Both the state of Illinois and federal agencies penalize nursing homes by denying reimbursement payments from Medicare or imposing monetary fines anytime the facility is cited for a severe violation of established regulations and rules that harm or could harm residents.

Within the last three years, nursing home regulators imposed a monetary fine of $1500 against Rosewood Care Center of Moline on February 28, 2016. Also, Medicare denied payment for services rendered on February 28, 2016, due to substandard care. The nursing home received fourteen formally filed complaints and self-reported one serious issue that all resulted in citations. Additional documentation about penalties and fines can be reviewed on the Illinois Department of Public Health Nursing Home Reporting Website concerning this nursing facility.

Moline Illinois Nursing Home Safety Concerns

One Star Rating

The state of Illinois routinely updates their long-term care home database systems to reflect all safety concerns, opened investigations, incident inquiries, health violations, dangerous hazards, and filed complaints. This information can be found on numerous sites including the IL Department of Public Health and

According to Medicare, the facility maintains an overall rating of one out of five stars, including three out of five stars concerning health inspections, one out of five stars for staffing issues and one out of five stars for quality measures. The Rock Island County neglect attorneys at Nursing Home Law Center have found serious deficiencies and safety concerns at Rosewood Care Center of Moline that include:

  • Failure to Protect Every Resident from All Forms of Abuse Including Physical and Mental Abuse, Sexual Assault, Physical Punishment and Neglect by Anybody
  • In a summary statement of deficiencies dated October 3, 2018, the state surveyors noted that the nursing home “failed to ensure four residents reviewed for mental and verbal abuse remained free from such abuse.” This failure by the nursing staff “caused residual emotional distress to [two residents].”

    The surveyors reviewed the facility’s policy titled: Abuse, neglect, Mistreatment, and Misappropriation of Resident Property that reads in part:

    “Residents will not be subjected to abuse by anyone.”

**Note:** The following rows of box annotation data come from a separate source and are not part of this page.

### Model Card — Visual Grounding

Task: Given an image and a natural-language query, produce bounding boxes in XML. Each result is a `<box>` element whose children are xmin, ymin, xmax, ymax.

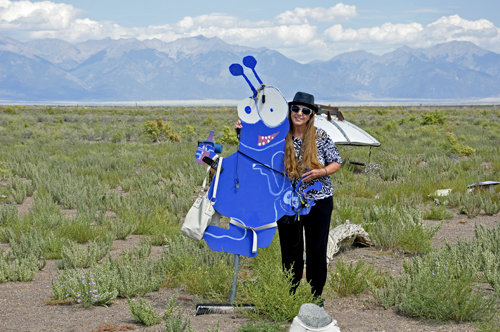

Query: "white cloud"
<box><xmin>0</xmin><ymin>0</ymin><xmax>81</xmax><ymax>30</ymax></box>
<box><xmin>325</xmin><ymin>23</ymin><xmax>423</xmax><ymax>43</ymax></box>
<box><xmin>0</xmin><ymin>0</ymin><xmax>500</xmax><ymax>62</ymax></box>
<box><xmin>275</xmin><ymin>3</ymin><xmax>358</xmax><ymax>24</ymax></box>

    “Verbal abuse is defined as the oral, written or gestured language that willfully includes disparaging and derogatory terms to residents or within their hearing distance regardless of their age, ability to comprehend or disability.”

    Mental abuse includes but is not limited to humiliation.”

    “It is the policy of the center for each resident to be free from abuse.”

    The policy also reads that “residents will be protected from abuse, neglect, and harm while they are residing at the center. No abuse or harm of any type will be tolerated.”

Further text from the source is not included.